3. Society is divided into warring groups and classes, based upon material interests.
Fundamentally, this struggle is a conflict between the two main classes, one of which, the
capitalist class, owns the means of production, and the other, the working class, must use
these means of production, on terms dictated by the owners. The capitalist class, though
few in numbers, absolutely controls the government, legislative, executive and judicial. This
class owns the machinery of gathering and disseminating news through its organized press.
It subsidizes seats of learning-the colleges and schools-and even religious and moral
agencies. It has also the added prestige which established customs give to any order of
society, right or wrong. The working class, which includes all those who are forced to work
for a living whether by hand or brain, in shop, mine or on the soil, vastly outnumbers the

capitalist class.
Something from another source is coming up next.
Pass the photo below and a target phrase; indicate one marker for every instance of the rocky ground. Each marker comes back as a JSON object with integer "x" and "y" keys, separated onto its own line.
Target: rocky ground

Lacking effective organization and class solidarity, this class is unable to
enforce its will. Given such a class solidarity and effective organization, the workers will
have the power to make all laws and control all industry in their own interest. All political
parties are the expression of economic class interests. All other parties than the Socialist
party represent one or another group of the ruling capitalist class. Their political conflicts
reflect merely superficial rivalries between competing capitalist groups. However they
result, these conflicts have no issue of real value to the workers. Whether the Democrats or
Republicans win politically, it is the capitalist class that is victorious economically. The
Socialist party is the political expression of the economic interests of the workers. Its
defeats have been their defeats and its victories their victories. It is a party founded on the
science and laws of social development. It proposes that, since all social necessities to-day
are socially produced, the means of their production and distribution shall be socially
owned and democratically controlled.